It isn’t that different than you’d expect to see in a standard build script.   The first line identifies the base image to be used.   As previously mentioned we’ll be using Alpine version 3.3 available from the public Docker registry.  Next, we install some build dependencies using apk (Alpine package manager).  After that we unzip and patch the source and use traditional cmake and make commands to build the C++ libraries.    To build an image from this Dockerfile we change to the directory containing this file and execute the build command.

$ docker build –t dds-base .

The –t command tags the image with a human-friendly string versus a randomly generated one for future use.    So the build image or build-pack has been created. Let’s use this image to create the publisher and subscriber images.  

The creation of the publisher and subscriber are similar and accomplished in two steps.  The first step uses the previously created build image or build-pack to compile the executable and the second takes the generated executable and packages it in a runtime image.   This two-phased approach minimizes the size of the container since the build tools and intermediate artifacts are discarded when the runtime image is created.  The two Dockerfiles used in creating the images are intuitively called Dockerfile.build and Dockerfile.run.

FROM dds-base:latest                                    (Dockerfile.build)

# Add publisher source code for build
COPY /src /src

# Compile sources to executable
RUN set -ex \
    && cd /src \
    && /rti_connext_micro.2.4.8/rtiddsgen/scripts/rtiddsgen -replace -language microC++ HelloWorld.idl \
    && g++ -Wall -DRTI_UNIX -DRTI_LINUX -DRTI_POSIX_THREADS -I. -I/rti_connext_micro.2.4.8/include -I/rti_connext_micro.2.4.8/include/rti_me *.cxx -L/rti_connext_micro.2.4.8/lib/i86Linux2.6gcc4.4.5/ -o HelloWorld_publisher -L/rti_connext_micro.2.4.8/lib/i86Linux2.6gcc4.4.5/ -lrti_me_cppz -lrti_me_rhsmz -lrti_me_whsmz -lrti_me_discdpdez -lrti_me_discdpdez -lrti_mez -ldl -lpthread -lrt \
    && chmod +x HelloWorld_publisher \
    && mv HelloWorld_publisher /bin

# copy the runtime dockerfile into the context
COPY Dockerfile.run Dockerfile

#export the dockerfile and executable as a tar stream
CMD tar -cf - Dockerfile /bin 
FROM alpine:3.3                                          (Dockerfile.run)

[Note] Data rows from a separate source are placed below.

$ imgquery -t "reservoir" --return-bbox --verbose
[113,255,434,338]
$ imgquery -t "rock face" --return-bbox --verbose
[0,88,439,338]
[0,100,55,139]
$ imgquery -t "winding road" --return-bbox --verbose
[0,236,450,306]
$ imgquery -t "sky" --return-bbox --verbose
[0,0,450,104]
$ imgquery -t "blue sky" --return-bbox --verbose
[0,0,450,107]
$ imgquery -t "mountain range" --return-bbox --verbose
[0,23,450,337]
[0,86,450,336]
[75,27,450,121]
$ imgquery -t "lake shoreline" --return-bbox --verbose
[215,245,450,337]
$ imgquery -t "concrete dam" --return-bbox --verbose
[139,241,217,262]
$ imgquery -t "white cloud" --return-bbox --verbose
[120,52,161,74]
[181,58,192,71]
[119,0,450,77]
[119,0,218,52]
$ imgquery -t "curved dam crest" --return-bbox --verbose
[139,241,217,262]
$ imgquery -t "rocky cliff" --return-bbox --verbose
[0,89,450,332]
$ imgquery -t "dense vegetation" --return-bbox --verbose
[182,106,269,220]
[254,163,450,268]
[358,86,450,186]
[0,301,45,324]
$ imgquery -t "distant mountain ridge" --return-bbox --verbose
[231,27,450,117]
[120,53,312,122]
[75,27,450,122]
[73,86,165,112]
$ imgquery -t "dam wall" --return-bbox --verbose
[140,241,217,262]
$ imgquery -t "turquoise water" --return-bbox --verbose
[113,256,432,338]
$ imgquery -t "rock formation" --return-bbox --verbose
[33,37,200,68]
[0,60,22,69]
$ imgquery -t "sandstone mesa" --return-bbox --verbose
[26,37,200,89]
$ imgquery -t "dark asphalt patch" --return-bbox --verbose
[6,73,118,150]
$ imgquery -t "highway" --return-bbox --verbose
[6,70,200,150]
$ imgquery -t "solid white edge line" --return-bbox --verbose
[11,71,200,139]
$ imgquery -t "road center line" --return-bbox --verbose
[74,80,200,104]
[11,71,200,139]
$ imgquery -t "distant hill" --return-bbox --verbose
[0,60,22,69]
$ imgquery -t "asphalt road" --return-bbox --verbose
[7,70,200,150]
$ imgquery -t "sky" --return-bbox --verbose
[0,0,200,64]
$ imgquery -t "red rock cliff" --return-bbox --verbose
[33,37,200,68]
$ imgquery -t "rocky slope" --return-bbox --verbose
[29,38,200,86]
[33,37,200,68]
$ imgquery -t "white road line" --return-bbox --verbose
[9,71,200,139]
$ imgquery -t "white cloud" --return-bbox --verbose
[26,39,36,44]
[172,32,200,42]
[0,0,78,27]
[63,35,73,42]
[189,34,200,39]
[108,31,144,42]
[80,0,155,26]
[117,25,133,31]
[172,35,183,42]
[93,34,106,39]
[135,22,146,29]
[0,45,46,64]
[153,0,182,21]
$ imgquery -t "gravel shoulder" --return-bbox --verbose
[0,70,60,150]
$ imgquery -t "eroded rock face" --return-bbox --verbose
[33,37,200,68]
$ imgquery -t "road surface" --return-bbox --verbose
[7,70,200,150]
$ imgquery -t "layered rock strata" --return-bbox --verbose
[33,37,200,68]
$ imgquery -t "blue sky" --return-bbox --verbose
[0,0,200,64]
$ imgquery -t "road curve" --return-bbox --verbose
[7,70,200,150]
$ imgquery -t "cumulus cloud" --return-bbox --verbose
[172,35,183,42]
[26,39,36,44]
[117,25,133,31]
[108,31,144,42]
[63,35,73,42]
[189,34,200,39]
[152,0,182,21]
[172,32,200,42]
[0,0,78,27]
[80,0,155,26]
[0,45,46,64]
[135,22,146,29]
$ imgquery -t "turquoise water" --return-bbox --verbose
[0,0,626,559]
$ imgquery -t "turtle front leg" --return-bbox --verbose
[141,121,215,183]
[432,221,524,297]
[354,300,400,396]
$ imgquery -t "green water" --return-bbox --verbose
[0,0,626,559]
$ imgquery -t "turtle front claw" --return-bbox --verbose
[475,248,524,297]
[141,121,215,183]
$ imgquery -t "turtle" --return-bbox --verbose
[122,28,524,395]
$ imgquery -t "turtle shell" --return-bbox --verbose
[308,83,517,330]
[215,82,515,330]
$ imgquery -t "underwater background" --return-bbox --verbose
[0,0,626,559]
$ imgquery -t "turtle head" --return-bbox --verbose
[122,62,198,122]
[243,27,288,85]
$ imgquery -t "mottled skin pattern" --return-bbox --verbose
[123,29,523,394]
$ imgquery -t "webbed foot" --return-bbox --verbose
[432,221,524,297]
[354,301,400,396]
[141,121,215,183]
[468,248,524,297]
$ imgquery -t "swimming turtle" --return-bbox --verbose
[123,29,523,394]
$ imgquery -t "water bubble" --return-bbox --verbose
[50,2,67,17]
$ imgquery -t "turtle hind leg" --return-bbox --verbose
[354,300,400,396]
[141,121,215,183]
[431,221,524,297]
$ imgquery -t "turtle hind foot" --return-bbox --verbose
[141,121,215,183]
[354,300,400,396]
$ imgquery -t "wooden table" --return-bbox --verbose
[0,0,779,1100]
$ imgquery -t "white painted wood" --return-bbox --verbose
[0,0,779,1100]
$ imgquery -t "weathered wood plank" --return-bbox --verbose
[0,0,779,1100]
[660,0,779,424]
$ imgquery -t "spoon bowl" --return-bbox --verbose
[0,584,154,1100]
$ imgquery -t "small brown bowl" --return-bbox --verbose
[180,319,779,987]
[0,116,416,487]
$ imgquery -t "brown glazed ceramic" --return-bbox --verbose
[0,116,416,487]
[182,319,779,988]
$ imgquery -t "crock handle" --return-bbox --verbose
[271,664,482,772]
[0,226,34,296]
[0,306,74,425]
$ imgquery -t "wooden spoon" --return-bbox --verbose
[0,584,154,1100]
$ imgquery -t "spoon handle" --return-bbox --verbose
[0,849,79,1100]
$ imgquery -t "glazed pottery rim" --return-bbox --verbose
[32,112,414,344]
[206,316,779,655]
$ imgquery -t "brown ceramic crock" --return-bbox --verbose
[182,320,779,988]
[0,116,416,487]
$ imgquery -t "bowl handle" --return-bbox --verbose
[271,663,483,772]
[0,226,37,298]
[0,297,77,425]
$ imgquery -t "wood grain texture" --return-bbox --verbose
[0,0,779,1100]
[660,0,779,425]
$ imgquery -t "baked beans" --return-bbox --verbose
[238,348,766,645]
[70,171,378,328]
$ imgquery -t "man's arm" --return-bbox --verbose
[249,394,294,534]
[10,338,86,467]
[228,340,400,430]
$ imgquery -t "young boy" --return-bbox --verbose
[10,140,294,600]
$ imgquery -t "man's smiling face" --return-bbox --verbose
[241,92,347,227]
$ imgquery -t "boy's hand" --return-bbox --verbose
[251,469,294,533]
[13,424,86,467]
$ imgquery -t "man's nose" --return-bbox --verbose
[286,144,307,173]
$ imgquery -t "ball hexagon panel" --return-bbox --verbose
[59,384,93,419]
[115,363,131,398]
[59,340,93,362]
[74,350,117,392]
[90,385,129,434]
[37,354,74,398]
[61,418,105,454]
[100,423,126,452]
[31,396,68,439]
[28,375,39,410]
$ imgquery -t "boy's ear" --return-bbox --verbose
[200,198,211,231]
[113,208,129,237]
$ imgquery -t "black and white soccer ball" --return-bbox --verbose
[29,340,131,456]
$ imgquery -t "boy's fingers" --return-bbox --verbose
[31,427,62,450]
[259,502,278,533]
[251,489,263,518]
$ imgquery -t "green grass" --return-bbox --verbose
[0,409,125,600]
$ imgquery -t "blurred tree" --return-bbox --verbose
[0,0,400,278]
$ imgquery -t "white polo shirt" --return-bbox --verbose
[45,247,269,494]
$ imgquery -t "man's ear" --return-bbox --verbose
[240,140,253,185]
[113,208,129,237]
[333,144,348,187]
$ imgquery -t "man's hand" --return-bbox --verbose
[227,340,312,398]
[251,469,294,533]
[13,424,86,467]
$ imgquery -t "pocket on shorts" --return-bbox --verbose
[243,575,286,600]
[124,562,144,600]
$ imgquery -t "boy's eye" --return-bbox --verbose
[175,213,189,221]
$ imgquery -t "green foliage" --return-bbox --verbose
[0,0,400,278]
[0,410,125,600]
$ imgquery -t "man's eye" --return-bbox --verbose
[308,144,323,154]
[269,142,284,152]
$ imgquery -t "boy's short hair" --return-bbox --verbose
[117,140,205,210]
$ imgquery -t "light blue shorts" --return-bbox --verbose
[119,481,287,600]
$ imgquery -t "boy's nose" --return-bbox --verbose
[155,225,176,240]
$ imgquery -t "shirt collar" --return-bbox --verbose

# Include Standard C++ Library
RUN apk add --update libstdc++ && rm -rf /var/cache/apk/*

# Add service and application
COPY /bin/HelloWorld_publisher /bin/HelloWorld_publisher
RUN chmod a+x /bin/HelloWorld_publisher

# Start publisher using multicast for discovery
CMD ["/bin/HelloWorld_publisher", "-peer", ""] 

The two steps are accomplished through a series of docker build and run commands.  

$ docker build --force-rm -t dds-builder -f Dockerfile.build .

$ docker run --rm dds-builder | docker build --force-rm -t dds-publisher - ; 

The docker build using the Dockerfile.build file copies the source code and builds the binary.  The run command creates a container from that built image.  When that container executes it packages up the available binary into a tar stream and setups the resources for the runtime image build.   The last docker build uses the Dockerfile.run file and the tar stream piped in to copy the files to the appropriate location after installing C++ standard library runtime. 

The subscriber follows the exact same approach.  Change into the subscriber directory and repeat the previous docker build and run commands using the subscriber rather than the publisher name when tagging the image.

$ docker build --force-rm -t dds-builder -f Dockerfile.build .

$ docker run --rm dds-builder | docker build --force-rm -t dds-subscriber - ; 

The images have been built but before proceeding, we should verify that by executing the docker images command.  This command lists all the images available in your local registry.  You should see the two images we created in the previous steps.

$ docker images | grep dds
REPOSITORY        TAG                 IMAGE ID            CREATED             SIZE 
dds-subscriber    latest              0442ffc6ca02        2 minutes ago      8.098 MB 
dds-publisher     latest              15fa3c2ed441        4 minutes ago      8.084 MB

Running the Example

Now that we built the images we should take them for a test drive and ensure the example runs successfully.  Open two terminal windows.  We’ll use one for the publisher and the other for the subscriber.  In one of the windows start the publisher using the docker run command.

$ docker run -t dds-publisher

If everything is successful you should see the “Hello World” text followed by a number that is incremented after every message is published.

Hello World (0) 
Hello World (1) 
Hello World (2) 
Hello World (3) 
Hello World (4) 
Hello World (5) 
Hello World (6) 

With the publisher successfully running we can start the subscriber and see if the DDS messages are being received across the two containers over the Docker bridge network.

$ docker run -d -t dds-subscriber

The output should look similar to this, proving the subscriber is working:

Sample received     msg: Hello World (9)  
Sample received     msg: Hello World (10)  
Sample received     msg: Hello World (11)  
Sample received     msg: Hello World (12)  
Sample received     msg: Hello World (13)  
Sample received     msg: Hello World (14) 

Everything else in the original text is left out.